# Lewis King's punch bait



## boxhead

I have used Lewis King's select catfish bait with a friend and was amazed how good it was and now I want to purchase some for myself. The problem is that on the internet when I search the name all I get is fishing reports. I know he is based out of Vernon,Tx. but can't seem to find any other contact info. I would greatly appreciate any help on finding a way to contact them for an order.


----------



## panamafish

are you sure it is lews king and not danny kings


----------



## tsteve

Lewis King in Vernon,Tx. makes bait also, brother of Danny. Phone number is 940-553-3298. I have never used his bait so please inform us on the results


----------



## boxhead

A very good friend of mine swares by it. He kinda supplements his income with the catfish he catches in the bayous locally. My buddy most diffently states Lewis King Select cat fish bait. They sell it from pints all the way up to 5 gallon buckets full. Several times I have have gone with him and we have loaded up with 10 to 15 fish from the bank in the same spot.
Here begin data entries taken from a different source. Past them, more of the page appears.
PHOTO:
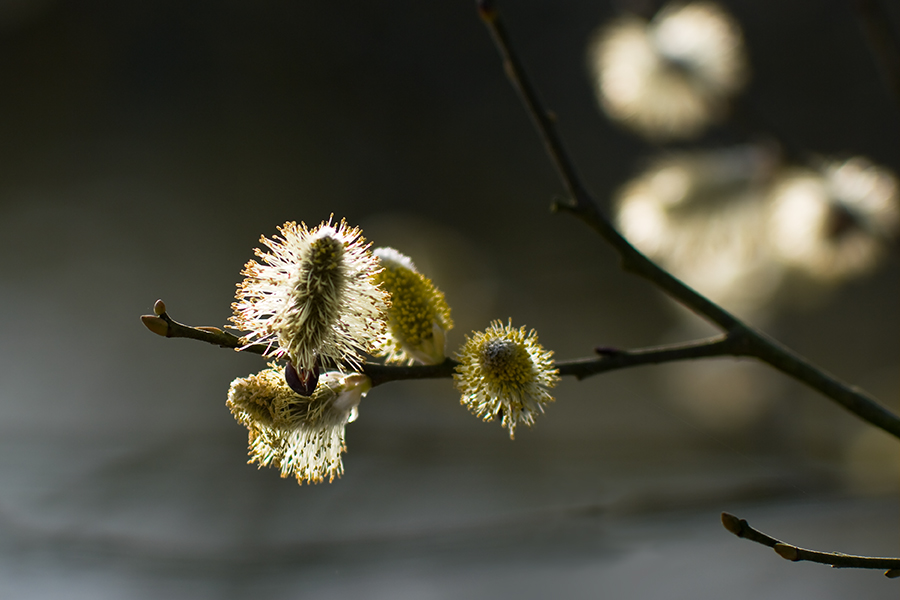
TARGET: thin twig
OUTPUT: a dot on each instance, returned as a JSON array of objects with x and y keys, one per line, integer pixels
[
  {"x": 742, "y": 529},
  {"x": 608, "y": 359},
  {"x": 752, "y": 342}
]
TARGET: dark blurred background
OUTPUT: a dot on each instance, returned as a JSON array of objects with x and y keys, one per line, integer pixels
[{"x": 145, "y": 147}]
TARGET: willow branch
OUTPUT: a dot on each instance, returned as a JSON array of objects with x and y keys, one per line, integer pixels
[
  {"x": 608, "y": 359},
  {"x": 753, "y": 343},
  {"x": 742, "y": 529}
]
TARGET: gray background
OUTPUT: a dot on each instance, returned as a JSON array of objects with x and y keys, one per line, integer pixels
[{"x": 144, "y": 149}]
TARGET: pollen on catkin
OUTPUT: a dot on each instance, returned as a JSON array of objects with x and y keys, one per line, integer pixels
[
  {"x": 312, "y": 298},
  {"x": 418, "y": 317},
  {"x": 505, "y": 373},
  {"x": 301, "y": 436}
]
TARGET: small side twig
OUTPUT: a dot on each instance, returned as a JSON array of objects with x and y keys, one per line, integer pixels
[{"x": 838, "y": 560}]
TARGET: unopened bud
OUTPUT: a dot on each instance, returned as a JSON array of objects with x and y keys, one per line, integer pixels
[{"x": 156, "y": 325}]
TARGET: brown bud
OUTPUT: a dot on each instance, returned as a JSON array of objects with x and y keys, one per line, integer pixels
[{"x": 156, "y": 325}]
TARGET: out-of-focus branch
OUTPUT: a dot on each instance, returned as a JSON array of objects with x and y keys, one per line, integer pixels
[
  {"x": 753, "y": 343},
  {"x": 742, "y": 529},
  {"x": 608, "y": 359}
]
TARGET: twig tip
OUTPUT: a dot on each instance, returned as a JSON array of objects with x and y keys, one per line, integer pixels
[
  {"x": 732, "y": 524},
  {"x": 156, "y": 325}
]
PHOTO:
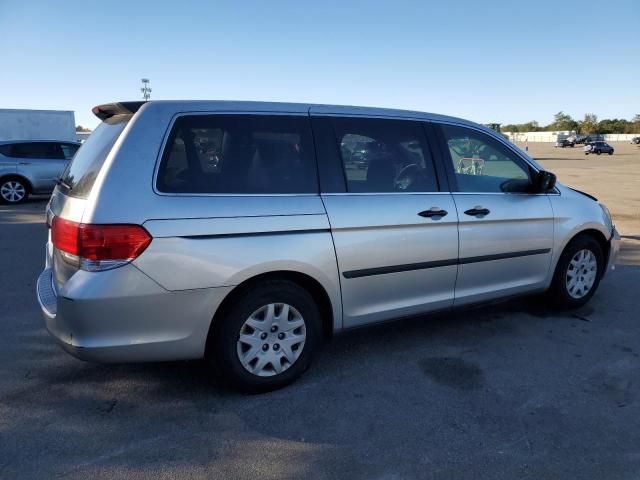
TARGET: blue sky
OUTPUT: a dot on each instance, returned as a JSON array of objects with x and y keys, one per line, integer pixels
[{"x": 503, "y": 61}]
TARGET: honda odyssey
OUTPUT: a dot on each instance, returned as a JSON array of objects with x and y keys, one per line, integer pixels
[{"x": 246, "y": 233}]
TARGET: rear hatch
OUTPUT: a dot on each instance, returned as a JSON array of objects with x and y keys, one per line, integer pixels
[{"x": 70, "y": 197}]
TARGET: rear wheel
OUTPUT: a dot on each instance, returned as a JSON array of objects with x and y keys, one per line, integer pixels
[
  {"x": 578, "y": 273},
  {"x": 13, "y": 190},
  {"x": 267, "y": 337}
]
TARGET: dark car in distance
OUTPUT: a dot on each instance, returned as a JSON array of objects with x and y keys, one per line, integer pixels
[
  {"x": 566, "y": 142},
  {"x": 598, "y": 148}
]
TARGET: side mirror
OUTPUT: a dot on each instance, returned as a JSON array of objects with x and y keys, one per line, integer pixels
[{"x": 544, "y": 181}]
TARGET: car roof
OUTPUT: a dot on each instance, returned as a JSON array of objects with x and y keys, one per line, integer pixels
[
  {"x": 9, "y": 142},
  {"x": 110, "y": 109}
]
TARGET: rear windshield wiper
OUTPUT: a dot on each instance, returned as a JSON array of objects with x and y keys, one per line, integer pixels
[{"x": 59, "y": 181}]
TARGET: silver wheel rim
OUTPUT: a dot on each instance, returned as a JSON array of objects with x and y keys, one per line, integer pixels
[
  {"x": 581, "y": 273},
  {"x": 271, "y": 339},
  {"x": 12, "y": 191}
]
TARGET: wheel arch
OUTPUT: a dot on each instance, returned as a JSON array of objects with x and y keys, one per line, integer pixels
[
  {"x": 596, "y": 234},
  {"x": 313, "y": 286}
]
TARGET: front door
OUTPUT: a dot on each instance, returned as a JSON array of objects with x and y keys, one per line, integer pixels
[
  {"x": 395, "y": 233},
  {"x": 506, "y": 231}
]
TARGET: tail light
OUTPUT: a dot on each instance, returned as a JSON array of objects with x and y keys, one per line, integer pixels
[{"x": 98, "y": 247}]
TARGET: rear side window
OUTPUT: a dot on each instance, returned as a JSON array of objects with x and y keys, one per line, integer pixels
[
  {"x": 80, "y": 175},
  {"x": 384, "y": 155},
  {"x": 69, "y": 150},
  {"x": 244, "y": 154}
]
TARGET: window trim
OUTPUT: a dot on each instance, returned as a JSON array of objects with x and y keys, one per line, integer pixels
[
  {"x": 453, "y": 183},
  {"x": 167, "y": 135},
  {"x": 441, "y": 183}
]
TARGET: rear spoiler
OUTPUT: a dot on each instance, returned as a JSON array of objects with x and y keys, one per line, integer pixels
[{"x": 108, "y": 110}]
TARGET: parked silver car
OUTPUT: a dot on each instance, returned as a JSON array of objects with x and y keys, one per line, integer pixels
[
  {"x": 241, "y": 232},
  {"x": 33, "y": 166}
]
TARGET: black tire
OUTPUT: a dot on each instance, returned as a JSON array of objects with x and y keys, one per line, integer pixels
[
  {"x": 4, "y": 182},
  {"x": 222, "y": 346},
  {"x": 558, "y": 292}
]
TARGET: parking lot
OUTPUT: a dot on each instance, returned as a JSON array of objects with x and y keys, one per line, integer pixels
[{"x": 510, "y": 390}]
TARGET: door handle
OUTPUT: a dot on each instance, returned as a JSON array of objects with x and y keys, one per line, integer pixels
[
  {"x": 477, "y": 211},
  {"x": 433, "y": 212}
]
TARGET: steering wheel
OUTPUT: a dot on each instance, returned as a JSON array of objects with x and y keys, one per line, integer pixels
[{"x": 406, "y": 176}]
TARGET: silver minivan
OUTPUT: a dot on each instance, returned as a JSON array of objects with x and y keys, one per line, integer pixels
[
  {"x": 245, "y": 233},
  {"x": 32, "y": 166}
]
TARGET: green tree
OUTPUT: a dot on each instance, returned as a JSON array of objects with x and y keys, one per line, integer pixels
[
  {"x": 562, "y": 121},
  {"x": 589, "y": 124}
]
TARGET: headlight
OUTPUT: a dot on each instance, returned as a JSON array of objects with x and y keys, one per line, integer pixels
[{"x": 607, "y": 214}]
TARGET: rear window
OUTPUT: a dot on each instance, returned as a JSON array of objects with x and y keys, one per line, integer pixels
[
  {"x": 244, "y": 154},
  {"x": 77, "y": 180}
]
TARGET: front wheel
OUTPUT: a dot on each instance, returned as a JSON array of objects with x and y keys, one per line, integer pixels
[
  {"x": 13, "y": 190},
  {"x": 578, "y": 273},
  {"x": 267, "y": 337}
]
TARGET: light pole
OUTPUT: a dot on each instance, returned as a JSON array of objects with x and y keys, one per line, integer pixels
[{"x": 146, "y": 89}]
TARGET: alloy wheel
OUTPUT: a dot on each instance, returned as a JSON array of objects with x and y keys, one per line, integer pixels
[
  {"x": 13, "y": 191},
  {"x": 271, "y": 339},
  {"x": 581, "y": 273}
]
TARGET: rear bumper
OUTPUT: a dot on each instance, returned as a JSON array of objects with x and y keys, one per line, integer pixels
[
  {"x": 122, "y": 315},
  {"x": 614, "y": 248}
]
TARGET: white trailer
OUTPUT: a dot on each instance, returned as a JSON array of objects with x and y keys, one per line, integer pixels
[{"x": 18, "y": 124}]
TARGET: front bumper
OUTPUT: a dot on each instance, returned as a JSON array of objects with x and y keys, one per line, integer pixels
[
  {"x": 614, "y": 248},
  {"x": 121, "y": 315}
]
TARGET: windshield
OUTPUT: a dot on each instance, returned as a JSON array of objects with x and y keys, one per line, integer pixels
[{"x": 77, "y": 180}]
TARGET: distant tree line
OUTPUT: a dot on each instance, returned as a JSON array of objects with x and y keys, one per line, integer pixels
[{"x": 589, "y": 124}]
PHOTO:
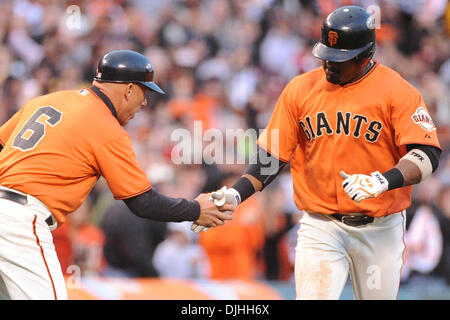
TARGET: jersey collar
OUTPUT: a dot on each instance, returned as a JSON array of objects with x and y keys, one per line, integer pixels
[{"x": 105, "y": 99}]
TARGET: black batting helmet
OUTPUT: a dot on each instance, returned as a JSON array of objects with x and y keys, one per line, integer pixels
[
  {"x": 347, "y": 32},
  {"x": 126, "y": 66}
]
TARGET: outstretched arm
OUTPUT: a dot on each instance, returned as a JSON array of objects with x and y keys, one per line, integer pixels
[{"x": 156, "y": 206}]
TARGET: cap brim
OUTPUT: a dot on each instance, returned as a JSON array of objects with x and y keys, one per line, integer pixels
[
  {"x": 323, "y": 52},
  {"x": 152, "y": 86}
]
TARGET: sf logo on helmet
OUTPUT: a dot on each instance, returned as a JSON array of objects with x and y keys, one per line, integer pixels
[{"x": 332, "y": 38}]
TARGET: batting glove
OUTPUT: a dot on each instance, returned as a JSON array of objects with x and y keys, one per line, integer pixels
[
  {"x": 221, "y": 197},
  {"x": 360, "y": 186}
]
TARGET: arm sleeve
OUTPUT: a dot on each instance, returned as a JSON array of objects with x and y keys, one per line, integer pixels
[
  {"x": 411, "y": 121},
  {"x": 265, "y": 167},
  {"x": 281, "y": 136},
  {"x": 432, "y": 152},
  {"x": 8, "y": 127},
  {"x": 155, "y": 206},
  {"x": 117, "y": 163}
]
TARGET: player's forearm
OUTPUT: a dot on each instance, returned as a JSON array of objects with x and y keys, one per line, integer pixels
[
  {"x": 416, "y": 166},
  {"x": 264, "y": 168}
]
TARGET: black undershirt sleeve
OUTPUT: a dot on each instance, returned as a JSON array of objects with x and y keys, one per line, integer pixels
[
  {"x": 264, "y": 167},
  {"x": 158, "y": 207}
]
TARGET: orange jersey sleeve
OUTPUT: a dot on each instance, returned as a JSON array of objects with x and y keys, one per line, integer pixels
[
  {"x": 59, "y": 146},
  {"x": 410, "y": 118},
  {"x": 7, "y": 128},
  {"x": 360, "y": 127}
]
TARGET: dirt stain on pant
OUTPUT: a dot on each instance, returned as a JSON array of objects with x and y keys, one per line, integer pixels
[{"x": 314, "y": 280}]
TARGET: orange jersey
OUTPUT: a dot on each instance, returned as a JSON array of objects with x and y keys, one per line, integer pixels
[
  {"x": 58, "y": 145},
  {"x": 361, "y": 127}
]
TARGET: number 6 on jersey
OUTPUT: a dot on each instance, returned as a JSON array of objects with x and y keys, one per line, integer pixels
[{"x": 34, "y": 129}]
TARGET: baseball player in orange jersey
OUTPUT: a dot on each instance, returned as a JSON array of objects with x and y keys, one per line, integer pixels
[
  {"x": 357, "y": 136},
  {"x": 54, "y": 150}
]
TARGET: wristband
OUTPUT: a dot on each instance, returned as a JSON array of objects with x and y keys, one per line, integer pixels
[
  {"x": 244, "y": 188},
  {"x": 421, "y": 160},
  {"x": 395, "y": 178}
]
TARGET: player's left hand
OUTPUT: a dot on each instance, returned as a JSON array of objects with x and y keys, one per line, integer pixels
[
  {"x": 220, "y": 198},
  {"x": 360, "y": 186}
]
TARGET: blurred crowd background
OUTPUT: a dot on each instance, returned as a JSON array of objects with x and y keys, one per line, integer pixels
[{"x": 223, "y": 63}]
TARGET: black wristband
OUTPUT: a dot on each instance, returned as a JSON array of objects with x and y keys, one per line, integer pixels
[
  {"x": 244, "y": 187},
  {"x": 395, "y": 178}
]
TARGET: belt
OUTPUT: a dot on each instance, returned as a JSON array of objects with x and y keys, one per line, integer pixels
[
  {"x": 20, "y": 199},
  {"x": 352, "y": 220}
]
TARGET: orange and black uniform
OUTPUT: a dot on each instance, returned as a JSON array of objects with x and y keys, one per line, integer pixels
[
  {"x": 57, "y": 146},
  {"x": 323, "y": 128}
]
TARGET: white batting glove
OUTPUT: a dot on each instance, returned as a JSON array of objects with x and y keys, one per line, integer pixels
[
  {"x": 360, "y": 186},
  {"x": 220, "y": 197}
]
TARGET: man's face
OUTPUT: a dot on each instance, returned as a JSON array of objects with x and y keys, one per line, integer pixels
[
  {"x": 342, "y": 72},
  {"x": 134, "y": 100}
]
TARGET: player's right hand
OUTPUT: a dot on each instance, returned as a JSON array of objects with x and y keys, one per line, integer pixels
[
  {"x": 211, "y": 215},
  {"x": 225, "y": 200}
]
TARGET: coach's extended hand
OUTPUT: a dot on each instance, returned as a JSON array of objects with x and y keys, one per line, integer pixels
[{"x": 224, "y": 200}]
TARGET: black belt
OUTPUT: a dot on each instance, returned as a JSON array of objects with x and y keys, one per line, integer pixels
[
  {"x": 20, "y": 199},
  {"x": 352, "y": 220}
]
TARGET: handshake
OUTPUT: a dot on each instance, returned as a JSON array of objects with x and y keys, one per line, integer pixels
[{"x": 216, "y": 209}]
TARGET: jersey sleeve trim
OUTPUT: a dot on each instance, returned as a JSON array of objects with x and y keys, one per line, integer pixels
[{"x": 134, "y": 194}]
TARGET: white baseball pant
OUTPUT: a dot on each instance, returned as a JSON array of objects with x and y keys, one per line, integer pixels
[
  {"x": 328, "y": 251},
  {"x": 29, "y": 266}
]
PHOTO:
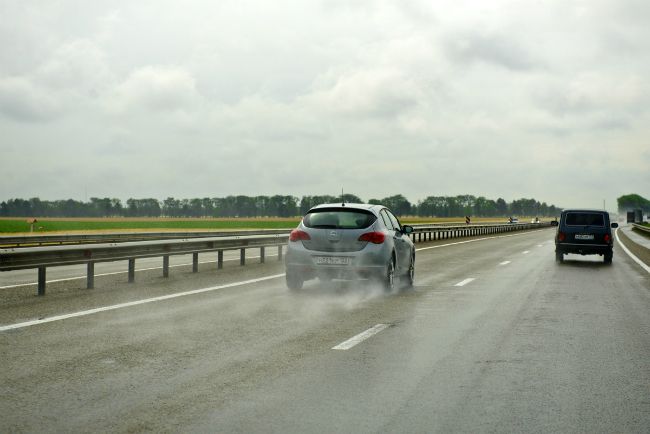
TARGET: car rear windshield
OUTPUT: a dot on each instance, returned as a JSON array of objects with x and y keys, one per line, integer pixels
[
  {"x": 585, "y": 219},
  {"x": 328, "y": 218}
]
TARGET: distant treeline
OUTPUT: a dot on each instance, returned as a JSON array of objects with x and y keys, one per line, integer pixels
[
  {"x": 269, "y": 206},
  {"x": 629, "y": 202}
]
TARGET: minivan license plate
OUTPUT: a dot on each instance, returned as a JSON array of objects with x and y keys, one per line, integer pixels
[{"x": 332, "y": 260}]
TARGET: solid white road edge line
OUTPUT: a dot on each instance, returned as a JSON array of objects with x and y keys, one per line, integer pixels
[
  {"x": 134, "y": 303},
  {"x": 630, "y": 254},
  {"x": 355, "y": 340},
  {"x": 112, "y": 273}
]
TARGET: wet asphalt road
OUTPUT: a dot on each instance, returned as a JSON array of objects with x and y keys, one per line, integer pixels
[{"x": 526, "y": 346}]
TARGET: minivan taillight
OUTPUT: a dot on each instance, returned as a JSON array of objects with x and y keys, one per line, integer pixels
[
  {"x": 298, "y": 235},
  {"x": 373, "y": 237}
]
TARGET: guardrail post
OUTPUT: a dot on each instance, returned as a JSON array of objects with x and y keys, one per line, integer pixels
[
  {"x": 90, "y": 275},
  {"x": 131, "y": 270},
  {"x": 41, "y": 280}
]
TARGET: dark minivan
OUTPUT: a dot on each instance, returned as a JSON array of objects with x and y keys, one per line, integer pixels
[{"x": 584, "y": 232}]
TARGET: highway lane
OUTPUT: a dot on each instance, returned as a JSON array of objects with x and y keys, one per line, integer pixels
[
  {"x": 527, "y": 345},
  {"x": 12, "y": 279}
]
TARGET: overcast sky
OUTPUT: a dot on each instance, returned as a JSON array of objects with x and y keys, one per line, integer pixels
[{"x": 544, "y": 99}]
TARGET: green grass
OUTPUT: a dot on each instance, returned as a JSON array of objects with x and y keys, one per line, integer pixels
[{"x": 14, "y": 226}]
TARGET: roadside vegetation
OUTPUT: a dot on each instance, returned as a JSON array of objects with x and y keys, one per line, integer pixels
[
  {"x": 126, "y": 224},
  {"x": 270, "y": 206},
  {"x": 631, "y": 202}
]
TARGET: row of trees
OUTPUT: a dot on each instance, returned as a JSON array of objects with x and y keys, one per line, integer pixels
[{"x": 272, "y": 206}]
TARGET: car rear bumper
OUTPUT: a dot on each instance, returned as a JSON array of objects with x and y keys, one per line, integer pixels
[{"x": 583, "y": 249}]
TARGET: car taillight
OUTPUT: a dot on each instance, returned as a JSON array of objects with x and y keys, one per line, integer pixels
[
  {"x": 298, "y": 235},
  {"x": 373, "y": 237}
]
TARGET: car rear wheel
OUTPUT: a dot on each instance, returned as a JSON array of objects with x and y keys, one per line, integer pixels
[
  {"x": 294, "y": 280},
  {"x": 410, "y": 274},
  {"x": 388, "y": 279}
]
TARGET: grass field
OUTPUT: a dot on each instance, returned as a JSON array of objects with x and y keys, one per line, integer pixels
[{"x": 72, "y": 225}]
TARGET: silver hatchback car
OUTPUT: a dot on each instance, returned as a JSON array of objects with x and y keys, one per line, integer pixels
[{"x": 350, "y": 241}]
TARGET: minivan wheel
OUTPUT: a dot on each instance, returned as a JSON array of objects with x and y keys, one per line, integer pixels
[
  {"x": 294, "y": 280},
  {"x": 608, "y": 258}
]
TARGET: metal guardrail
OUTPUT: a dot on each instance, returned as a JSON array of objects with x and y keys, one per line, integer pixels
[
  {"x": 89, "y": 254},
  {"x": 641, "y": 228},
  {"x": 121, "y": 237}
]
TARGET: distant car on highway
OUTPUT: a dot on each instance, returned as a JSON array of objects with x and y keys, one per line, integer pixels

I am really impressed because it does not over power you with "stink".
and it produces.


----------



## vance51

Lake Amistad Guide these ppl have lewis kings catfish select and will mail you some 
i love the stuff hahahahah


----------



## kim e cooper

Yes they have 2 kinds LKS & LK cat fish bait sorry i have no idea where to get it herd alot about it.Ask theTx PaleRider.


----------